CPB Faring Better: The House may have it out for the NEA, but the Corp. for Public Broadcasting’s budget has had smooth sailing there thus far. The House Appropriations labor subcommittee voted this week to fund the CPB at $300 million for fiscal year 2000. That would be an increase of $50 million over the already-approved fiscal year ’98 and ’99 budgets. The 1997 budget, meanwhile, calls for $260 million.

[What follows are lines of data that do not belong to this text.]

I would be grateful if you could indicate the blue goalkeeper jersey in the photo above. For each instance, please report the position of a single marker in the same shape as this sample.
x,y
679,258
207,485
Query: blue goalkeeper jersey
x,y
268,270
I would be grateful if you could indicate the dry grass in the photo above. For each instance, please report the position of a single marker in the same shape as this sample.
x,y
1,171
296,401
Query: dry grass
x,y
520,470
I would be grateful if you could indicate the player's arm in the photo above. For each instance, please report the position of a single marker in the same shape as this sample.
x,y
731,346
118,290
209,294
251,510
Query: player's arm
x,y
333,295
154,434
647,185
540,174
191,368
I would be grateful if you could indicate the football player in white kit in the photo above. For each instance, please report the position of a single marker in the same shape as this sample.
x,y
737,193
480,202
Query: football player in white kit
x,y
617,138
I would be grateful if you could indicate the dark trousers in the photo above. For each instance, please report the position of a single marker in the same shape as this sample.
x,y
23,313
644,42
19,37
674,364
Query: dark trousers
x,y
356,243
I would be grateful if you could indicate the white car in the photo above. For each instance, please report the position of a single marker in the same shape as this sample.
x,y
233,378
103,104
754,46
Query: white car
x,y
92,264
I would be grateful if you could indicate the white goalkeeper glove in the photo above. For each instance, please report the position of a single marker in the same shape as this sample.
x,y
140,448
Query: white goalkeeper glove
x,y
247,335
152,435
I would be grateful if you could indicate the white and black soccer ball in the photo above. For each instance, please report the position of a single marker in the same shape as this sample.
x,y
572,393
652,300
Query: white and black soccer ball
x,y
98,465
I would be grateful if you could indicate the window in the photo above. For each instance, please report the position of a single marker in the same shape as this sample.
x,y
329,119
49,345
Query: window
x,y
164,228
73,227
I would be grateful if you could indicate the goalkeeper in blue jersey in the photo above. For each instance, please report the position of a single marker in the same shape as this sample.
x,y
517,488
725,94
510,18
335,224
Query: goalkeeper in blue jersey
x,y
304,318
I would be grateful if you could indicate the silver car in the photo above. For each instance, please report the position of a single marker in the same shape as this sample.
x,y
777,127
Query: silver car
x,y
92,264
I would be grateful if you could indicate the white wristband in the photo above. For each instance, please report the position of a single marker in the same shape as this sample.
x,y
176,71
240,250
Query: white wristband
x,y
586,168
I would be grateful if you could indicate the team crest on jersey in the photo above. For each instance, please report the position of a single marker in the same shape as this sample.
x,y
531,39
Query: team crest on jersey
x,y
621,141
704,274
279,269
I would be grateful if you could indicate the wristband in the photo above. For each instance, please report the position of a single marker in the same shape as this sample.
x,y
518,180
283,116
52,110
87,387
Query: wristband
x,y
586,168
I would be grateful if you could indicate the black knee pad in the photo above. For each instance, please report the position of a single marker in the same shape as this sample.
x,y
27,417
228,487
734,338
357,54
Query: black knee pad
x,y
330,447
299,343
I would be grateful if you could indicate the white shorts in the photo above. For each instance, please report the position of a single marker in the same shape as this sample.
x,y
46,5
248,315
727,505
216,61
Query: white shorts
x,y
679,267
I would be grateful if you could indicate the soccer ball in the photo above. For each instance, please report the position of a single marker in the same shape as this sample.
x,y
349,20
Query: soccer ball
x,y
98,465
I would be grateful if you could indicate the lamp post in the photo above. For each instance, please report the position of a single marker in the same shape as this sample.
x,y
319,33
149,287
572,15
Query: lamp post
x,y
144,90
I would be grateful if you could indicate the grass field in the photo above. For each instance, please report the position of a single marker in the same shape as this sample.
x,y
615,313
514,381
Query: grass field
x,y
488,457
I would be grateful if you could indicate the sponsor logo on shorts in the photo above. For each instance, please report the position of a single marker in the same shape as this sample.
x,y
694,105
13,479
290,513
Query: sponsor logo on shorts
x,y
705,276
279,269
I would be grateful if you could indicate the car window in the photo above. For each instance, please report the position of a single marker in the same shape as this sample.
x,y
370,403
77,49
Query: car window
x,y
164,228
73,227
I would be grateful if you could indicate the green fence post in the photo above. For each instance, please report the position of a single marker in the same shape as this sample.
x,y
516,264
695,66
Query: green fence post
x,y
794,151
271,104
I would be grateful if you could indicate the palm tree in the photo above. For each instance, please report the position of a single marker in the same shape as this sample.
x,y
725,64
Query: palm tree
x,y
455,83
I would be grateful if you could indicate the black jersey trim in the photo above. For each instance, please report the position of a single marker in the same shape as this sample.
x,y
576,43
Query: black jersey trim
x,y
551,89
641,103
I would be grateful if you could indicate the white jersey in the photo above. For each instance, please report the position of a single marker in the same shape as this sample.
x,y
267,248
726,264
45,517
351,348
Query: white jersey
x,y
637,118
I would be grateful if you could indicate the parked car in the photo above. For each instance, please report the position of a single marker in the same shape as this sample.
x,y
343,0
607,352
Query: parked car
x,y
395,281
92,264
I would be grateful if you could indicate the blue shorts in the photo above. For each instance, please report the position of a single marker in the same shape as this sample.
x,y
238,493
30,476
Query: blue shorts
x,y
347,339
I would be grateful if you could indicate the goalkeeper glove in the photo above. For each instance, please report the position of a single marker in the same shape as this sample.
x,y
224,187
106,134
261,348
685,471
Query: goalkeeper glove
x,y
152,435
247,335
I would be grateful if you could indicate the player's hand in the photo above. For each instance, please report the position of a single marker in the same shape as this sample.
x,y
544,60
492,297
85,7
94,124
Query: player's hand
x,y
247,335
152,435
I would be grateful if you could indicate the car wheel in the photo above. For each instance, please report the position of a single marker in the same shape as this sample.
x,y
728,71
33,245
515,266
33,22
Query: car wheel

‘Barney’ Smoked: TV’s Barney ran into a bit of a snag this week when an actor playing the purple dinosaur suffered smoke inhalation when a cooling fan inside his 60-pound suit shorted out during a taping of the show in Dallas. There was no fire, but the unnamed actor inhaled the smoke while trying to get out of the suit, according to a spokeswoman for the Lyons Group, which produces the hugely popular PBS children’s show “Barney & Friends.” The actor was released from the hospital after a routine examination. After hearing local reports of the incident, scores of anxious parents called Lyons to say their children were worried their favorite dinosaur had been burned or, worse, was a fake.

QUICK TAKES

Former sitcom star Alan Thicke is going the game show route with “Pictionary,” a new half-hour TV version of the popular “charades on paper” game. The syndicated series, which will pit celebrity teams against each other, premieres Sept. 22, airing locally on KCAL-TV Channel 9, weekdays at 5:30 p.m. . . . Kirstie Alley and Parker Stevenson’s divorce case will be heard in California, a Maine judge has ruled. Alley had sought to have the case heard in Maine, where the couple owns two homes and where only wealth acquired during the marriage would be contested. California law divides all assets equally, favoring Stevenson, who is requesting spousal support. The couple have been married for 14 years. . . . Tom Cruise was named the “World’s Most Bankable Star” Thursday in a poll of 100 international film distributors. Mel Gibson ranked a close second, followed by Tom Hanks and Arnold Schwarzenegger (tied for third), and Harrison Ford and John Travolta (tied for fourth).